Morning Altars
The Skinny:
Morning Altars is a proof-of-concept demo I developed for Day Schildkret, a nature artist who was interested in seeing his art form translated into virtual reality. My approach was to build a user interaction toolkit which reflects specific aspects of his process (i.e. the act of gathering materials, arraying objects symmetrically, etc), while trying some unusual stuff to make the interactions themselves memorable and physical. We collaborated on it over the course of a summer, pitching ideas back and forth until this final prototype took shape.
[SHOW PICTURES HERE]
Ethos Statement:
I took this in part as an opportunity to explore my personal interest in developing a piece of creative software that could only work in VR. Taking a great deal of inspiration from an obscure device described by Isaac Asimov in his short novel, The Naked Sun [LINK, ELABORATE, SHOW QUOTE], I endeavor to build an interface with no buttons or windows or visible controls. Instead, the user is guided purely by feel and intuition (and a pinch of trial and error). The final outcome is an experience not dissimilar to that of working with clay. It's naturalistic, playful, and inherently a bit messy. It's not immediately evident how to do anything at all, and it can certainly be frustrating for a user with a specific goal in mind to figure out the right function to accomplish it, but I would argue this does not set Morning Altars apart from the likes of Blender or ZBrush or even Microsoft Word. 3D art software is, as a rule, complex and impenetrable.

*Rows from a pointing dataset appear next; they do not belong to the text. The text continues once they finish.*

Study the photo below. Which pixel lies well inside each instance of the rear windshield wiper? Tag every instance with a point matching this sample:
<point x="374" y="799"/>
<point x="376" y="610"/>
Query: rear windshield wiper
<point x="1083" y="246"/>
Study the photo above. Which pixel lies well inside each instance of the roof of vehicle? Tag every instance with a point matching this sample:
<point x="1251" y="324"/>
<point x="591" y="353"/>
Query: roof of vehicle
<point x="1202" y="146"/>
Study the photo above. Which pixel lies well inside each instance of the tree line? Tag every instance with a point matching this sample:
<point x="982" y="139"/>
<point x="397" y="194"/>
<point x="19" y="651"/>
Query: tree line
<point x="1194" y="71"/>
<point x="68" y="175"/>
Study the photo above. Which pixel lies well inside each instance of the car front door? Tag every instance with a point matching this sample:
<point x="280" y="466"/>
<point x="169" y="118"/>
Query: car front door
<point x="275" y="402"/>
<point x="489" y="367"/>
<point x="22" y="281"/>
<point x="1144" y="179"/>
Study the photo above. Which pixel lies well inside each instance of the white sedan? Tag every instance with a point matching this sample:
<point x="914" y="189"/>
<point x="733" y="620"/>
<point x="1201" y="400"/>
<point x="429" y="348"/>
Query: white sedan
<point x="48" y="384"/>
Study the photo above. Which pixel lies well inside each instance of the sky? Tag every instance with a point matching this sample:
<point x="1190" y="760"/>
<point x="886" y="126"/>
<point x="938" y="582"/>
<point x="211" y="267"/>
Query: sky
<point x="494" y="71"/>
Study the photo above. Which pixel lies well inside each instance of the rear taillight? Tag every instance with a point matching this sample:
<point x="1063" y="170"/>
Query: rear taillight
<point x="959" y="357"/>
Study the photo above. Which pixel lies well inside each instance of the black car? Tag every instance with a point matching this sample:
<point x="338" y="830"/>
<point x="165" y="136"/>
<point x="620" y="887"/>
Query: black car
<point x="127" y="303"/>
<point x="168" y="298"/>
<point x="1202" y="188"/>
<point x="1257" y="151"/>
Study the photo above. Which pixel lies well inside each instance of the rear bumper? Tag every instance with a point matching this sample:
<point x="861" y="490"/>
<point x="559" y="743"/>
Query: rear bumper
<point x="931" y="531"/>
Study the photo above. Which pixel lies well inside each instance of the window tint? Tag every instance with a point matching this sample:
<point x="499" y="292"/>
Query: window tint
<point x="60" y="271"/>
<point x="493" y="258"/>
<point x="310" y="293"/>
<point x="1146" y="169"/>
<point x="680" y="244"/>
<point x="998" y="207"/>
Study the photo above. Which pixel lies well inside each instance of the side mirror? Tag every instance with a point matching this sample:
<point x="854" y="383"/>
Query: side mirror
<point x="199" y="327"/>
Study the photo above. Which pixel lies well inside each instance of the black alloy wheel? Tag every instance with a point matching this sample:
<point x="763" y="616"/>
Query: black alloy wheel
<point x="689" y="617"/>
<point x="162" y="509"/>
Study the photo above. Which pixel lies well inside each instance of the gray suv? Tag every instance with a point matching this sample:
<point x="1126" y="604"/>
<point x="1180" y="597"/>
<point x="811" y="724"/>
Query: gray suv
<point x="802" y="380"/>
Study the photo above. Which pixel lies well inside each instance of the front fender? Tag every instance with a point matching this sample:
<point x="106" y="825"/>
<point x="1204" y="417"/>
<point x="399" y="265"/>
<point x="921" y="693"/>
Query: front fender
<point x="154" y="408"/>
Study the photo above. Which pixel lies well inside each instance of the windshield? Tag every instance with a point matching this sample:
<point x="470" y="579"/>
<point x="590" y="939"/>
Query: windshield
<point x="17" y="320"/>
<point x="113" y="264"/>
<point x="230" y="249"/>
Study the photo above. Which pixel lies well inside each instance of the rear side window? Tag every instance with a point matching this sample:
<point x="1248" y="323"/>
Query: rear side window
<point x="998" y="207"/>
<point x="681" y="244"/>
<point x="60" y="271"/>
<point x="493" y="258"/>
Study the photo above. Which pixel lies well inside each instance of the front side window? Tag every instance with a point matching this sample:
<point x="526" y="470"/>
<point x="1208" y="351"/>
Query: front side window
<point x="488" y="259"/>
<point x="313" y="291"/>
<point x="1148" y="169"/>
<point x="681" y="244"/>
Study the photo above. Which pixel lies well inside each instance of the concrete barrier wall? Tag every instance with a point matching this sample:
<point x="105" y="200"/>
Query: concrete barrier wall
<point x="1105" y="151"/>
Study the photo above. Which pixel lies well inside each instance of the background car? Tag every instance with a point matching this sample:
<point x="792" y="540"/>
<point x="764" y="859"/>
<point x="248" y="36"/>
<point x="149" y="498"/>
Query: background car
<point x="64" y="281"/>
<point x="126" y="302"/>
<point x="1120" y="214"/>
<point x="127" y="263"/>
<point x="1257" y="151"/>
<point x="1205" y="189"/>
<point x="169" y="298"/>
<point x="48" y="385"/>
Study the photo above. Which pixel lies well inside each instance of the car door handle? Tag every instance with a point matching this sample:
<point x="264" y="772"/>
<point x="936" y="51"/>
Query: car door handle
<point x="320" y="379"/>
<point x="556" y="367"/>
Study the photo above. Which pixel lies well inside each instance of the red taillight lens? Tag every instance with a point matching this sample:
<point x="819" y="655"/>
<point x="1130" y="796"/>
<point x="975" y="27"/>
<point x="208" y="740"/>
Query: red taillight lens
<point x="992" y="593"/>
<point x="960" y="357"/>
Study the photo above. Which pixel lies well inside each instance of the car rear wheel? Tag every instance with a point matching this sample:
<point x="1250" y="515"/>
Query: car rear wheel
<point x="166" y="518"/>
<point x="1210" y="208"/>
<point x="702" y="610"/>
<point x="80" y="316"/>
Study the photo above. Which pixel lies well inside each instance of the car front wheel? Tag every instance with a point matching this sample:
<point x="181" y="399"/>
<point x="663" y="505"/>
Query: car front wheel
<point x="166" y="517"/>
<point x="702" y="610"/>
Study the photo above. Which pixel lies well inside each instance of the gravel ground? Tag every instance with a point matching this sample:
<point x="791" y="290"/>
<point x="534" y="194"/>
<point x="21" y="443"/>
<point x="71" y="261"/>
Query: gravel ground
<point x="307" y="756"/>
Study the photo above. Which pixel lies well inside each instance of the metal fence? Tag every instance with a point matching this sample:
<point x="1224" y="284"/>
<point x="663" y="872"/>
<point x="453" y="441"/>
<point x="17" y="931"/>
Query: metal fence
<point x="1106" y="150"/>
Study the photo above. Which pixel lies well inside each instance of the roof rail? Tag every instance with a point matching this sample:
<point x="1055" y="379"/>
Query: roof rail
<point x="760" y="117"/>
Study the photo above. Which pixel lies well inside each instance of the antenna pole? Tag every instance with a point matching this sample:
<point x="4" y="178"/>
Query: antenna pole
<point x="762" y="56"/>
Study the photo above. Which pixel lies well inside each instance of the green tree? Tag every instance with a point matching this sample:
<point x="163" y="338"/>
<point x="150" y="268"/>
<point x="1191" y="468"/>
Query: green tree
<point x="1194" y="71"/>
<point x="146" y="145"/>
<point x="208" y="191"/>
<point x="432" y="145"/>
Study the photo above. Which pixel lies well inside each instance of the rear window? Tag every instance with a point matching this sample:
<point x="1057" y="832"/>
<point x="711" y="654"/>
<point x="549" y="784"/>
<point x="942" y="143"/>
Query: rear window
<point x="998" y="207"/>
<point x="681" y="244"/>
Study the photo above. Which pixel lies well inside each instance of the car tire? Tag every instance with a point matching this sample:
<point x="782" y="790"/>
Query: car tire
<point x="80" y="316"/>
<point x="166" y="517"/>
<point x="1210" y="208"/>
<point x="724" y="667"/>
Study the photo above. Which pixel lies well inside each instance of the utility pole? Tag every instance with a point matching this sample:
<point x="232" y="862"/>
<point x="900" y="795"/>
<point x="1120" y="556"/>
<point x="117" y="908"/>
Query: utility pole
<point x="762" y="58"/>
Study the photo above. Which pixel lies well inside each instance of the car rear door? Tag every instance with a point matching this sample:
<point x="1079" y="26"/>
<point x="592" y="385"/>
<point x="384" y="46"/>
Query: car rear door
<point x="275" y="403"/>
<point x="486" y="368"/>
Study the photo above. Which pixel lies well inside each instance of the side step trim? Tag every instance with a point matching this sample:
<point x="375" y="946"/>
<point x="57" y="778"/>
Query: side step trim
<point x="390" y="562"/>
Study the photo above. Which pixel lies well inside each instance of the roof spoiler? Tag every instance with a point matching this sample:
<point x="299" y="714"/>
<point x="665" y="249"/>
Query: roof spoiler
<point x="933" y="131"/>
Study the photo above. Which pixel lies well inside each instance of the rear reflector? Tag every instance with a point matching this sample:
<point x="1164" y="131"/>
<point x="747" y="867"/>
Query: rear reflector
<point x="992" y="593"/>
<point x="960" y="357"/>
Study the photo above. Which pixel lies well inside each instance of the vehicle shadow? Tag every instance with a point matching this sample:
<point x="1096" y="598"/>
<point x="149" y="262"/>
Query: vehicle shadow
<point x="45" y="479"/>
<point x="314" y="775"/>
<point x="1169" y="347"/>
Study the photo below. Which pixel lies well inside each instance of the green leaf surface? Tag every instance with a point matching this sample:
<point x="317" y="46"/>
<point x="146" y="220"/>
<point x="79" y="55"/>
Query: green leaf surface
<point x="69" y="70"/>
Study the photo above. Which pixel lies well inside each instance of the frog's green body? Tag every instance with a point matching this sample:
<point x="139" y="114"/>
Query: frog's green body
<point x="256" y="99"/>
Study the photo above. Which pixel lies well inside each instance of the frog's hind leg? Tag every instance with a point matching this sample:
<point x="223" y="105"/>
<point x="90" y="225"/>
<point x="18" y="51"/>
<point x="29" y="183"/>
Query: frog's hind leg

One aspect both Day and I were particularly excited about is the prospect of hand-gathering materials from nature. For him, this process is key to the artistic experience. It is meditative and time-consuming, causing the artist to yield a certain degree of creative control to fickle forces like biological degradation and his/her/their own stamina (or patience). In our demo, the user must navigate the environment physically, collecting and manipulating found objects without modifying or duplicating them. Such limitations strike me as far more appropriate for VR than any old flatscreen application, since in the former, motions like searching visually and bending over to pick stuff up need no abstraction. I think this approach might be very tedious on a conventional monitor and thus fits the prompt excellently.
Interaction System:
The foundations of the system can be broken down into three core categories of functionality: Collection, Manipulation and Placement.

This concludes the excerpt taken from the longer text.